Não sei se sei lá intencionalmente o filme possui características de "Robocop" de 1987 do Verhoven. Ambos se passam numa metrópole futurista tomada pela violência que depende de uma força policial atípica para deter a criminalidade e contam histórias que trazem a mais brutal violência como recurso narrativo central além, claro, de girarem em torno de um policial veterano e de uma novata que se veem vitimados por quadrilhas absolutamente impiedosas. Além disso, são ótimos filmes que sobrevivem às armadilhas do gênero, criando universos realistas (apesar do absurdo de suas premissas) e angustiantes. Em outras palavras, este novo Dredd nada tem a ver com aquela besteira estrelada por Sylvester Stallone em 1995. Maluco, aqui o JUDGE DREDD NÃO TIRA O CAPACETE cara! Peter Travis foi macho e não vemos uma única vez o rosto todo de Urban, só isso já da pra encher os olhos e se ligar na tela. Sem suavidade e sem frescura...

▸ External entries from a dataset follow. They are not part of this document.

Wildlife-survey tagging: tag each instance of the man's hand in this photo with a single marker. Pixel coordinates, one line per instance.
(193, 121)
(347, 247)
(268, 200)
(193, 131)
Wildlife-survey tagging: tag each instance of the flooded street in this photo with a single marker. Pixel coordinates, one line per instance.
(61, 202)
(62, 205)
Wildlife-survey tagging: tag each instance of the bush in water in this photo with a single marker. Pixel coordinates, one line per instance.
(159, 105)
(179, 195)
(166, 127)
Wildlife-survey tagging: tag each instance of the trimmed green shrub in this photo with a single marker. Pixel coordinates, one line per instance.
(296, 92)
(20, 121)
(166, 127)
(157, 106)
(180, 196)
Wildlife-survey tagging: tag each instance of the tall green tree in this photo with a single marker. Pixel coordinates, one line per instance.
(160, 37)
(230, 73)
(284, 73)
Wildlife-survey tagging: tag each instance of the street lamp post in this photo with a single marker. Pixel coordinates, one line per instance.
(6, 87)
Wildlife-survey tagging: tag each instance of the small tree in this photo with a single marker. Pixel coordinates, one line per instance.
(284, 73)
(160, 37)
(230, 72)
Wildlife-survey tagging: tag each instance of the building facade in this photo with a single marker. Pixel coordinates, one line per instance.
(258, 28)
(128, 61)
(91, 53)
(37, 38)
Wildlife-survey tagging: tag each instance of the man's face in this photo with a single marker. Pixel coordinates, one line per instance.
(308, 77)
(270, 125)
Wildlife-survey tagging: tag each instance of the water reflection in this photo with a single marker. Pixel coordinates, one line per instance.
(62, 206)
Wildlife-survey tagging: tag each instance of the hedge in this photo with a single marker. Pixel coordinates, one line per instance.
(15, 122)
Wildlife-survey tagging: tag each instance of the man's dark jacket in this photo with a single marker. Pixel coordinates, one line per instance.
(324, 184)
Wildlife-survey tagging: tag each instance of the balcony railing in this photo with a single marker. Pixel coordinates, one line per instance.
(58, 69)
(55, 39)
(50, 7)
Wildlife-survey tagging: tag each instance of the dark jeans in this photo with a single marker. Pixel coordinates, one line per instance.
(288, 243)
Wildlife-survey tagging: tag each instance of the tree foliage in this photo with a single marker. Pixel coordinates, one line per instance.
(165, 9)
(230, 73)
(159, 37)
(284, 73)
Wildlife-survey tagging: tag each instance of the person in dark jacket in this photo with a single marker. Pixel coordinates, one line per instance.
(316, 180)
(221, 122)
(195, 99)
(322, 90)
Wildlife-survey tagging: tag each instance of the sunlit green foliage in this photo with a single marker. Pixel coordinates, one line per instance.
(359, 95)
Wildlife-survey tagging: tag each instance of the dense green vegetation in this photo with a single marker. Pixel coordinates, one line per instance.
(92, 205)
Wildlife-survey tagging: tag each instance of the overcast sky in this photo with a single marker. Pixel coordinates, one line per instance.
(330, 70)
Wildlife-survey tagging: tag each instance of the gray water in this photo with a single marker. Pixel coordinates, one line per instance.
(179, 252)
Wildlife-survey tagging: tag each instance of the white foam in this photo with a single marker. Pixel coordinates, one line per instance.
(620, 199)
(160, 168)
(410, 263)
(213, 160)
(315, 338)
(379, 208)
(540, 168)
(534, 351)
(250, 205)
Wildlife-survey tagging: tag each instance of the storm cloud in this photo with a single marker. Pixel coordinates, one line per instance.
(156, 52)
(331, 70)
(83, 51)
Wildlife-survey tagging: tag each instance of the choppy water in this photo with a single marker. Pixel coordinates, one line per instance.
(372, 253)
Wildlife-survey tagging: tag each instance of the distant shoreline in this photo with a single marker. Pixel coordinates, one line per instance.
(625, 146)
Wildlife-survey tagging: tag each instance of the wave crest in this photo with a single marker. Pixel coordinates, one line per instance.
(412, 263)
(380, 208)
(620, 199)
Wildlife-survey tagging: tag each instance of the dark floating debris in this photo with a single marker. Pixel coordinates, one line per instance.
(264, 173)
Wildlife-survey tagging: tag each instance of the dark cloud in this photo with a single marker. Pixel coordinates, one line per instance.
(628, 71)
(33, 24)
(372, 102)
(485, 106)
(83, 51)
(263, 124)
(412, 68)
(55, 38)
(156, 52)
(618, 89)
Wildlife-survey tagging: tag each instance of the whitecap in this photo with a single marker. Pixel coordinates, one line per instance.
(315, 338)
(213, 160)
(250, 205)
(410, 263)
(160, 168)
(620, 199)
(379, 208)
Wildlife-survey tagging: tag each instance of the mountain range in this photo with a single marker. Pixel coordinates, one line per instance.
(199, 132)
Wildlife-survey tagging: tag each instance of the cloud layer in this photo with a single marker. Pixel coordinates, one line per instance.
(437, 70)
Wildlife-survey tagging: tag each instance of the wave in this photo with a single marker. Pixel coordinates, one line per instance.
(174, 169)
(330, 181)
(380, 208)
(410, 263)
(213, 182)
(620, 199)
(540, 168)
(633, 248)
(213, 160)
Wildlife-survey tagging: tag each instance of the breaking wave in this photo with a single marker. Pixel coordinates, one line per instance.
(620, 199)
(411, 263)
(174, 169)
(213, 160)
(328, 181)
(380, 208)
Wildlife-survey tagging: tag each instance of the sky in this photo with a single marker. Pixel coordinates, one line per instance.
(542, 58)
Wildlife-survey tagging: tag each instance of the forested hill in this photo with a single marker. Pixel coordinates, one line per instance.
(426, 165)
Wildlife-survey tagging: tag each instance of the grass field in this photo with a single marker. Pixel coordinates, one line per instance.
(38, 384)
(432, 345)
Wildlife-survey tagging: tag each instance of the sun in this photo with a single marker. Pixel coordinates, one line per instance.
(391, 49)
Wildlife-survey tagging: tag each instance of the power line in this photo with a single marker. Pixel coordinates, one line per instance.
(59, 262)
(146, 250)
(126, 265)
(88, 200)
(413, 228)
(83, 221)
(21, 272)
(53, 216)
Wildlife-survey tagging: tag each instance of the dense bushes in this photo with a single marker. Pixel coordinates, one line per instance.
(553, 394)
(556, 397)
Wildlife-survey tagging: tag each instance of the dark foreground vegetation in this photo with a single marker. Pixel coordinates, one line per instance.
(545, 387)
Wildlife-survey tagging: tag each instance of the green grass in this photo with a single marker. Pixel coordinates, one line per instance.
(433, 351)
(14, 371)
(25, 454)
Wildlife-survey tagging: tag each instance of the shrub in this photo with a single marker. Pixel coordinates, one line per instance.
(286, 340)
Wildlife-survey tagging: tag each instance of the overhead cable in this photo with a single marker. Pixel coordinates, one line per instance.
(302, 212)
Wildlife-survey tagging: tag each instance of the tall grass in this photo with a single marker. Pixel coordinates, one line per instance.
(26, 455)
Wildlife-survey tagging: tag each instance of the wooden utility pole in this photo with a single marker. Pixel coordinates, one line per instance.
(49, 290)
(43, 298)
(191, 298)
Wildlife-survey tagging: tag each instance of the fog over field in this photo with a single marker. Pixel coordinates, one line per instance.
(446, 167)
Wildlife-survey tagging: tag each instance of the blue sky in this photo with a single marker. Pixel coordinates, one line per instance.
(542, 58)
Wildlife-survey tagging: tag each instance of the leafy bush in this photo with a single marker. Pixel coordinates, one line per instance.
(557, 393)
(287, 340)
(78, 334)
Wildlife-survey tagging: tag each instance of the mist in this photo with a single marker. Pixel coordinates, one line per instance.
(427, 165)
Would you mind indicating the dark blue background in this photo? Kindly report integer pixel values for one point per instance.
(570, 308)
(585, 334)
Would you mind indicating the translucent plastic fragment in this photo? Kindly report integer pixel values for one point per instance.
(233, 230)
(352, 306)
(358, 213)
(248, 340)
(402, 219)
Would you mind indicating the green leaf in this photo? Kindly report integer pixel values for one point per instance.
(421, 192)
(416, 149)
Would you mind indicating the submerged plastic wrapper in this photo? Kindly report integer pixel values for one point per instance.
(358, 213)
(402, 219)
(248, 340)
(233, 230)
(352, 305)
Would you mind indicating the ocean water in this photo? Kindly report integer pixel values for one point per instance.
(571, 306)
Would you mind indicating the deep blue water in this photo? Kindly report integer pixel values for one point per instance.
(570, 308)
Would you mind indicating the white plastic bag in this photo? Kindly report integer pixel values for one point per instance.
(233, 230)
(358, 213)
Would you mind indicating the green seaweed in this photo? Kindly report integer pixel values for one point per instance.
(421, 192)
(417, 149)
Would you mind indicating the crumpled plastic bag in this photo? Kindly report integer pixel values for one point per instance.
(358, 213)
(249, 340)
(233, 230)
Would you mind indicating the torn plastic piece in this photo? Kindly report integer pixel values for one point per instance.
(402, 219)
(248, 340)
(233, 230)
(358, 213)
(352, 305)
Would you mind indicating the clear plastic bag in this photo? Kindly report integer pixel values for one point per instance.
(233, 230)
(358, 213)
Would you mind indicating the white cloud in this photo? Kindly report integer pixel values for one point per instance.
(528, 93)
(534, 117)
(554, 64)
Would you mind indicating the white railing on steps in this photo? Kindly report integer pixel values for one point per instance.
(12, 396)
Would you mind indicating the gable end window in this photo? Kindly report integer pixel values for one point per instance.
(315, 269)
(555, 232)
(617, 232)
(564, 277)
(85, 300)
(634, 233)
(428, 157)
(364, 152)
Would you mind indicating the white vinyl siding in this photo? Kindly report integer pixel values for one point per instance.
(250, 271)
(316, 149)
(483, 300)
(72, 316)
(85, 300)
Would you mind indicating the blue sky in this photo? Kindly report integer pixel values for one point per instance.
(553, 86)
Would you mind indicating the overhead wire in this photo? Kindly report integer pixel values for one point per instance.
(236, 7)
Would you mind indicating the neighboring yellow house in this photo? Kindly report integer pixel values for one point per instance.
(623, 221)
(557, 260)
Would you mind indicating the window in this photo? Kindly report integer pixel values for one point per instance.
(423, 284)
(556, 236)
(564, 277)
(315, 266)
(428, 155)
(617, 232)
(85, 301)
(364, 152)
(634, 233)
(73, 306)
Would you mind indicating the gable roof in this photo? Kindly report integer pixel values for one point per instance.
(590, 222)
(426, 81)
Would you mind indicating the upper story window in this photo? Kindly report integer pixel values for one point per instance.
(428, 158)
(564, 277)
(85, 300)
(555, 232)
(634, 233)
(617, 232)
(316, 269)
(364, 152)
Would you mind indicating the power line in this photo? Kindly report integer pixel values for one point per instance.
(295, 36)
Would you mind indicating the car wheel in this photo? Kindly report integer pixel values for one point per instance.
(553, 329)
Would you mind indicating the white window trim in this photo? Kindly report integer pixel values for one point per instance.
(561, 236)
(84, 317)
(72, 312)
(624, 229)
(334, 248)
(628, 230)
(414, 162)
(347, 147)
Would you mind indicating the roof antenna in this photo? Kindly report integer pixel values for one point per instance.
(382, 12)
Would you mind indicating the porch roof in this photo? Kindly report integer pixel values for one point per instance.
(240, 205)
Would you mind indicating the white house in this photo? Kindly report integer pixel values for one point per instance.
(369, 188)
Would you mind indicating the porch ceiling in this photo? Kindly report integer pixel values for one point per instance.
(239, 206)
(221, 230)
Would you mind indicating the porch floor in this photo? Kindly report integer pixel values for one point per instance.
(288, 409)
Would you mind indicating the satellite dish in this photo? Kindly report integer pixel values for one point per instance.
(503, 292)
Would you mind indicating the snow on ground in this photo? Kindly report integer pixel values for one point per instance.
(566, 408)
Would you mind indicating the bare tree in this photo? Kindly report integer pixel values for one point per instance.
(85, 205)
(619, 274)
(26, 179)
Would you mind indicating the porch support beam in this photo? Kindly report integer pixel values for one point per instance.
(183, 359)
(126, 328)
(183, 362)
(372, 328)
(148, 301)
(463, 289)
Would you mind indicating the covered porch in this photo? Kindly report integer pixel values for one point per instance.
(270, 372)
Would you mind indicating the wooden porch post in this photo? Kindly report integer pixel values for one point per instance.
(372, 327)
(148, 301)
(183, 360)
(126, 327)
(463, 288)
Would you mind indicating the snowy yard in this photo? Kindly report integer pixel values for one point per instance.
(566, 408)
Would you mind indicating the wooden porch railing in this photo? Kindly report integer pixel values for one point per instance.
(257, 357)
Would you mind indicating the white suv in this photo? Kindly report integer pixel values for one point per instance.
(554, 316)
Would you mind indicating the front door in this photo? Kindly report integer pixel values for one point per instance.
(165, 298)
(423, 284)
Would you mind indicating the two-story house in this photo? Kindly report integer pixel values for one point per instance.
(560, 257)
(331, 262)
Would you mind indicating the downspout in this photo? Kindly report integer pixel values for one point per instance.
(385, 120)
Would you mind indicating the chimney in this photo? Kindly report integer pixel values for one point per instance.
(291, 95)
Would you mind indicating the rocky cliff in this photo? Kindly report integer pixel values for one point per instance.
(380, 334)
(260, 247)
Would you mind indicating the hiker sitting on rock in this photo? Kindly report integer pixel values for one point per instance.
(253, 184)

Inicialmente pensado como um projeto independente, "Dredd" teve uma produção mais contida do que as dos grandes blockbusters baseados em HQs dos últimos tempos da Marvel e DC por exemplo. Com um orçamento enxuto (45 milhões de Obamas, uma pechincha para os padrões hollywoodianos), o filme foi feito com uma espécie de cuidado tão especial, familiar mesmo em que em alguns aspectos fica quase possível chamar os caras da DNA Films para tomar uma e comer uma picanha, pois eles tiveram apreço máximo para produzir o longa, com seus cenários metálicos e bem acabados, praticamente feitos na mão, praticamente sem uso de fundos verdes e CG. Além do filme me ter feito lembrar de "Robocop" também lembrei de "Um dia de Cão", "[REC]", "Assalto à 13ª DP" e "Duro de Matar" devido ao ambiente claustrofóbico a adotar a estrutura narrativa do 'protagonista encurralado' em praticamente um ambiente apenas com poucos recursos e poucas chances de sair vivo daquele situação, enfrentando obstáculos cada vez maiores em um espaço físico bastante restrito.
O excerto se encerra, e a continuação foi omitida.